Брату полетело письмо с просьбой теперь уже не присылать лошадей, оставив их в Заводе…
Следом за Фризенгофами уехал и Сергей Львович. Удивительно, он не задумался, что будет делать в деревне в обветшалом, продуваемом всеми ветрами доме, совершенно без денег и припасов, его сноха с внуками. Сергей Львович был занят своими душевными переживаниями, ведь Машенька Осипова
Он увез расписку Натальи Николаевны и обещал приехать на следующий год снова….
Она смотрела вслед свекру с тоской, самим уезжать было не на что, долг отдавать Прасковье Александровне тоже. Не на что было и самим жить до сентября… Мало того, в сентябре собирался приехать Вяземский, а ему должны более 2000 рублей. Безденежье и долги не желали отпускать семью Пушкина даже после его смерти.

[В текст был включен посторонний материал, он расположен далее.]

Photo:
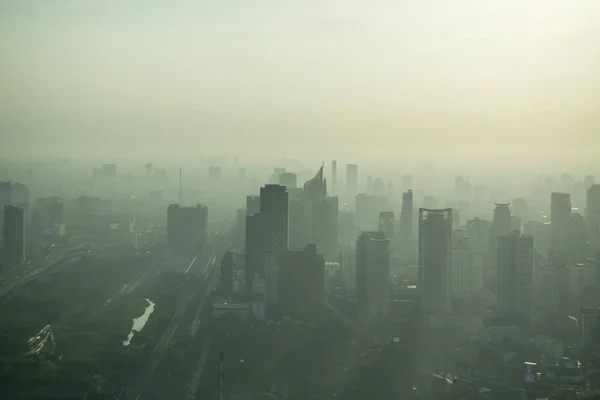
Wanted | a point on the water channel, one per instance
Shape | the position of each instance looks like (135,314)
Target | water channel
(140,322)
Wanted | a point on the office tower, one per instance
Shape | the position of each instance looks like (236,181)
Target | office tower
(14,234)
(242,174)
(255,248)
(109,171)
(588,182)
(386,223)
(187,229)
(592,218)
(430,202)
(351,180)
(547,289)
(368,208)
(406,182)
(500,226)
(334,176)
(466,270)
(302,283)
(478,235)
(289,180)
(149,169)
(540,231)
(588,329)
(576,239)
(226,278)
(379,187)
(406,224)
(435,228)
(214,173)
(252,205)
(560,213)
(370,185)
(373,275)
(515,277)
(325,230)
(519,208)
(274,208)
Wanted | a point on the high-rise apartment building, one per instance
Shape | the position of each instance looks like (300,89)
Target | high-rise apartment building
(373,275)
(14,234)
(289,180)
(351,180)
(592,218)
(560,214)
(274,208)
(515,277)
(302,283)
(435,232)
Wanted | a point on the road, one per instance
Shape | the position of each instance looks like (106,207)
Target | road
(188,293)
(29,276)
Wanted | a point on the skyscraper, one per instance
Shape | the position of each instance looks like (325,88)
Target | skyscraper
(373,275)
(435,230)
(255,249)
(386,223)
(515,277)
(14,234)
(187,229)
(289,180)
(351,180)
(592,218)
(406,224)
(334,177)
(302,282)
(274,208)
(500,226)
(560,214)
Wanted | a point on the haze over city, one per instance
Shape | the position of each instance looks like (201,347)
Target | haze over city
(308,200)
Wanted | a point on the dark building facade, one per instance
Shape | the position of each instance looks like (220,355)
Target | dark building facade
(14,234)
(302,283)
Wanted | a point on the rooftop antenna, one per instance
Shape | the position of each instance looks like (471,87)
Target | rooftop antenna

Вяземский действительно приехал в конце сентября, прожил неделю, посетив могилу Пушкина и поухаживав за его вдовой. Долг ему, конечно, не вернули… Он на немедленный возврат, вероятно, и не надеялся, но помочь вдове уже больше не мог.
А она оказалась в совершенно бедственном положении.
За дверью в передней переговаривались горничная с дядькой Никитой.
– Да нету, дал, кабы были! Сама же знаешь, что для деток Александра Сергеевича ничего бы не пожалел.
– И у меня больше ничего нет. Что же делать?
Наталья Николаевна поняла, что речь идет о деньгах, слуги обсуждали свою невозможность ей помочь. Толкнула дверь, вышла в переднюю, плотно прикрыла дверь за собой, ни к чему слушать остальным.
– Я больше ни у кого денег занимать не стану, отдавать нечем. Будем жить скромно.
– Да мы, барыня, и так скромно живем. Только вон Марьяна говорит, что на завтра и чаю больше нет, нечего на стол подавать. И свечи сегодня последние в канделябры поставили.
Наталья Николаевна в растерянности замерла. Нет чая и свечей… но Вяземский пробудет еще день, отправится только послезавтра, так собирался.
– Барыня, можно листики смородиновые заварить… И еще кое-какие травки… даже полезней.
Она нервно рассмеялась: конечно, можно, самим так и придется делать, но Вяземскому на стол отвар из смородинового куста не поставишь и лучину в углу не зажжешь. И вдруг решилась:
– Никита, отправь кого-нибудь со мной в Тригорское, я одна боюсь.
– Да куда же, барыня, скажите, что надо, мы сами сходим.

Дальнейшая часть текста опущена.